The short version: for any given view it figures out (pessimistically) what’s the most recent file that would have affected the view (well, within reason; it only looks at the current template rather than any included templates, which is pretty difficult to do correctly) and uses that to generate an ETag (via metadata fingerprint) and a Last-Modified time (based either on the file modification time or the time the entry was actually published).
There’s probably a few corner cases this misses but in general this makes client-side caching of feeds and such work nicely.
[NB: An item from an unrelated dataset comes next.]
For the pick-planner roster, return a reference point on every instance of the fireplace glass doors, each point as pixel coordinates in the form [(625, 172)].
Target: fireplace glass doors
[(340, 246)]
I found a few more annoying bugs that were shaken out from the whole PonyORM transition, as well as a couple of bugs in the new shape functionality. There’s probably a few more of these bugs lurking in the codebase (I mean, in addition to the existing bugs I know about), but here’s what’s changed:
Image shape bugs:
Fix some FileNotFound handling on images (so shape errors propagate correctly)
Make img_class and class work correctly per the documentation
Did you know that CSS3 has a style called shape-outline? It’s pretty neat, it makes it so that a floated object gets a shape based on the alpha channel of its specified image. But it’s kind of a pain to set up; in plain HTML it looks something like this:
and if you want a different shape mask for your image than its own alpha channel, you have to do a bunch of stuff like making sure that the image sizes are the same and whatever.